Herbert E. Cory: "Woodford was no obscure eccentric outside the literary circles of his day. In his Epoda to the Legend of Love, moreover, he used the stanza of The Faerie Queene and borrowed from the allegorical lore of the epic. But in spite of the good divine's religiosity he could not refrain from expressing a boyish preference for the work of Spenser's dawn, and his devotion to the love of God did not keep him from sharing with Spenser a keen interest in Rosalind, the widow's scornful daughter of the glen" Critics of Edmund Spenser (1911) 89.

Samuel Woodford is better known as a religious poet who imitated Spenser and Phineas Fletcher. He is identified as the author of this poem by Anthony Wood, Athenae Oxonienses (1721) 2:901n.

The complete title of the volume is "Naps upon Parnassus.
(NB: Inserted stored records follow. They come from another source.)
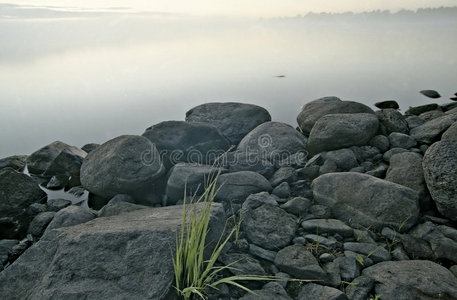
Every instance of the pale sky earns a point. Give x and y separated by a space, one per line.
245 7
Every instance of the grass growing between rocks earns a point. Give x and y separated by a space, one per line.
194 274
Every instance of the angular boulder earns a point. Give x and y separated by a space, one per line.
120 257
314 110
233 120
412 279
273 141
192 142
364 200
440 163
336 131
127 164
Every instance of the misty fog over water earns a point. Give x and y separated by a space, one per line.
89 77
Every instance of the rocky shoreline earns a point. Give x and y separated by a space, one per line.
363 203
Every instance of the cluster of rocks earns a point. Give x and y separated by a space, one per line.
352 204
A sleepy Muse nipt and pincht, though not awakened. Such voluntary and jovial Copies of Verses, as were lately receiv'd from some of the Wits of the Universities, in a Frolick, dedicated to Gondibert's Mistress by Captain Jones and others. Whereunto is added from Demonstration of the Authors Prosaick Excellency's, his Epistle to one of the Universities, with the Answer; together with two satyrical Characters of his own, of a Temporizer, and an Antiquary, with marginal Notes by a Friend to the Reader. Vide Jones his Legend, Drink Sack and Gunpowder, and so Fall To't."
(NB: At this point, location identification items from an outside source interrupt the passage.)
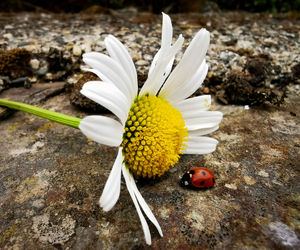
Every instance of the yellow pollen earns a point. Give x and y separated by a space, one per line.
154 137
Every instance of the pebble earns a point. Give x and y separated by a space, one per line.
8 36
231 186
141 63
42 71
231 42
77 50
35 64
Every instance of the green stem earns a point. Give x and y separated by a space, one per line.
50 115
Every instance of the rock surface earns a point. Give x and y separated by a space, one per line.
52 176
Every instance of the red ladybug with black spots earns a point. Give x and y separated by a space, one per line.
198 178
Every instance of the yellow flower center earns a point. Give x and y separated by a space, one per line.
153 137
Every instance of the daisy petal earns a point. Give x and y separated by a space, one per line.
120 53
195 103
166 40
111 191
167 32
102 129
194 113
109 70
144 206
203 119
203 131
188 65
200 145
145 226
167 70
109 96
156 79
Wer't not my friend, the world should know
How I could praise thy Works [I trow]
Sounding hence to Constantinople
Poetique strains, I'le wage a Noble;
But since 'tis so, (Oh! Oh, the pity!)
I must land thee in Obscurity;
Making thy Verses this the Better,
Because like thine in Word, and Letter.
Nor are they therefore to be blam'd,
They will be lighter if enflam'd:
Never till then, expect a Riddle
To be explain'd with faddle fiddle.
Such Lines as these were none before,
Since the cruel fight of Sir Eglamore.
And in a word; that I may end all,
Better were never made by Kendall.

Once again,
If I may guess at Poets in our Land,
Thou beat'st them all above, and under hand;
Nay, under leg too; for thy feet out-run 'um,
As far as is from Oxford to Lon'on:
Nay, give them half in half, thou creepest faster
Then Scotish Posts, that in the greatest haste are;
Nor in thy speed alone do lie thy Glories,
But thou'rt so sweet, that done, thou tastest Morish.
Who ere (I wiss) did see one, like thee, handy?
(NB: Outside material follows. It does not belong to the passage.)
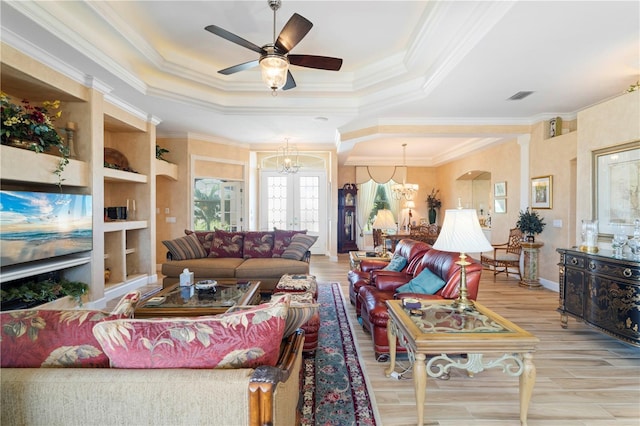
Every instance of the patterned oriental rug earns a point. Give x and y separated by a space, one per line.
334 387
And Rhymes deliciouser than Sugar candy?
To thee compar'd, our English Poets all stop
And vail their Bonnets, even Shakespear's Falstop.
Chaucer the first of all was'nt worth a farthing,
Lidgate, and Huntingdon, with Gaffer Harding.
Non-sense the Faery Queen, and Michael Drayton,
Like Babel's Balm; or Rhymes of Edward Paiton,
Waller, and Turlingham, and brave George Sandys,
Beaumont, and Fletcher, Donne, Jeremy Candish,
Herbert, and Cleeveland, and all the train noble
Are Saints-bells unto thee, and thou great Bow-bell.
Ben Johnson 'tis true shew'd us how he could hit
Each humour now; and then be out of it;
Nor could he alwayes keep his Muse a gallop,
With curb, or whip, but sometimes had but small hope.
Cowly alack's too plain; his Davideis
But fit for boyes to read, like Virgil's Enaeis;
And for his Mistress, and his other Poems;
Anacreontique, and Pindarique Theams,
They have no Method in 'um, and are not worth
One pin to kindle fires and set on hot broth.
None like to Thee but the writer of URANIA,
Or Friar John the Poet of Normannia;
With Pagan Fisher, who erst made a speech
To shew that he could versifie, and preach;
And put in the News-books too, for all
To know, how he was jeer'd in Christs-Church Hall.
Thou bee'st a brave Boy, trust me if thou be'nt,
The best that ever eat salt fish in Lent;
Which makes thy Verses too be so witty,
Because Thou seasonest so well each Ditty.